Es hörte nicht auf. Es hatte gerade erst begonnen. Man mag es für Irrsinn halten, aber mein Verstand fing an sich auf ABA ähnliche Gedanken zu reduzieren. Zimmer? Da! Such Bett! Frühstück wo?

Es kam Tag 3 und mit ihm der finale Schlag gegen den Autisten in mir. Wahrscheinlich muss ich mich schämen dass ich in einer Autismusfachambulanz einer Uniklinik meine Diagnose bekommen habe. Ich bin hochbegabt, habe 35 Jahre lang kompensiert und auch heute glaubt niemand auf den ersten Blick dass ich Autist bin. Das könnte einem ja egal sein, wenn man aber in einem Vortrag gesagt bekommt das man damit quasi eine sehr wahrscheinlich nicht valide Diagnose bekommen hat tut weh. Nicht weil ich an meinem Autismus Zweifel. Dafür ist er zu stark und wird gerade noch viel intensiver. Nein, es tut weh weil man indirekt daran schuld ist das zum einen die Anlaufstellen überlaufen sind und den Menschen die „wirklich“ Hilfe benötigen die Ressourcen wegnimmt. Frau Kamp-Becker hat in Ihrem Vortrag ausgeführt welche emotionalen Folgen eine falsch positive und auch falsch negative Diagnose haben kann.

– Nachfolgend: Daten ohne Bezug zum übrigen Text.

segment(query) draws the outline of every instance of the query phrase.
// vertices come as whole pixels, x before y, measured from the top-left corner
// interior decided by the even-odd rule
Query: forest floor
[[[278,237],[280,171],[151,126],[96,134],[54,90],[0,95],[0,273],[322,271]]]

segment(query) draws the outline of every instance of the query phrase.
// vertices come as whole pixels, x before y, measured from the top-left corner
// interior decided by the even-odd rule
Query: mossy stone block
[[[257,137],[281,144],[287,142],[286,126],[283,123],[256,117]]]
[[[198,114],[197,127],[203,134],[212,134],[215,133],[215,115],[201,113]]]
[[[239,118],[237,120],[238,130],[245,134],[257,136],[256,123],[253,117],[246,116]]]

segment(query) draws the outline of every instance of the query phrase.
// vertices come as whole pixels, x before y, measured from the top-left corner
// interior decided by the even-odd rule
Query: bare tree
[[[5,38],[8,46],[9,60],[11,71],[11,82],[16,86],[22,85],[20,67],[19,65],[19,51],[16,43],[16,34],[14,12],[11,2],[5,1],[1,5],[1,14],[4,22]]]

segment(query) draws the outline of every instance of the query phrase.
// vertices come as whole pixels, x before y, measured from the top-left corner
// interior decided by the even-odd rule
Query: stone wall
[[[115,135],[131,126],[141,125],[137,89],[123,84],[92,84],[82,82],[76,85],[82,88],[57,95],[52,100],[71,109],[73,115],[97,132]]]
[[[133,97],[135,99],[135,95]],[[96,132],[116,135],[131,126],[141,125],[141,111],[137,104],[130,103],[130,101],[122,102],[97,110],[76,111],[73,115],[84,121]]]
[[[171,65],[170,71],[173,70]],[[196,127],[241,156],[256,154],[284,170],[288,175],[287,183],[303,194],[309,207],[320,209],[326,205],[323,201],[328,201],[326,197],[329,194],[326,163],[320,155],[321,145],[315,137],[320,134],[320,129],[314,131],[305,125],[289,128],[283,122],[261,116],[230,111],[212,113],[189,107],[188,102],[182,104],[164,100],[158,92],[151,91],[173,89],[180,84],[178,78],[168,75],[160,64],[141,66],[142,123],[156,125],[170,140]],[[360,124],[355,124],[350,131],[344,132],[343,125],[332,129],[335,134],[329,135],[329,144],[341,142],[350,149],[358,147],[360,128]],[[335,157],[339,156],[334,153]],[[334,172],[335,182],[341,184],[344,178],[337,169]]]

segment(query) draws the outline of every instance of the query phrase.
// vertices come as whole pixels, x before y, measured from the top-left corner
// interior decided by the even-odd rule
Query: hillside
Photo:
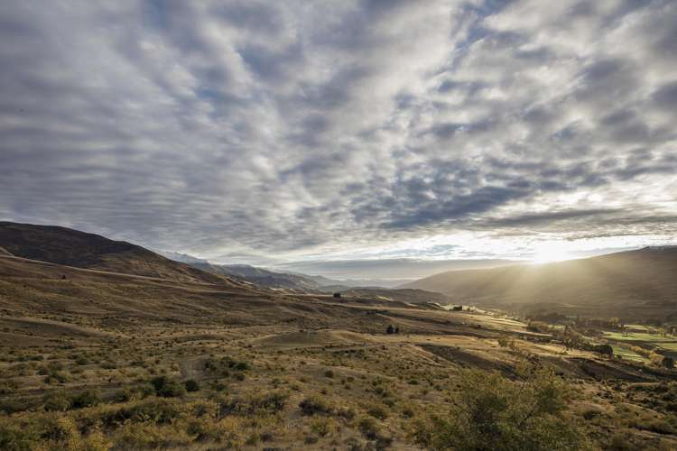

Was sie nicht bedacht hat: Welche emotionalen und psychischen Folgen ihr Vortrag bei Autisten (valide oder nicht)haben kann.

Der Autist in mir verstummt, will nicht reden und kann nicht klar denken. Er rollt sich zusammen und trauert. Er fühlt sich schuldig. Ich funktioniere nicht mehr. Und vor allem: Aus einem Menschen dem man rein äußerlich seinen Autismus kaum ansieht ist ein Mensch geworden der stärkste autistische Züge – sorry Frau Kamp-Becker sie mögen das Wort ja nicht-  zeigt. Mir geht es mies.

In drei Tagen soll ich wieder vor Menschen stehen und ganz selbstbewusst über die Vorteile der autistischen Wahrnehmung vortragen. Soll Perspektiven aufzeigen und aufklären. Nach außen. Eine Herzensangelegenheit für mich, sogar meine Berufung wie ich die letzten Monate glaubte. Aber Herzensangelegenheiten sind nicht leicht zu kommunizieren wenn das Herz am Boden liegt.

Der Autist in mir: Ist gebrochen. Ist verstummt. Ist nicht mehr der der er vor der Bundestagung in Dresden war.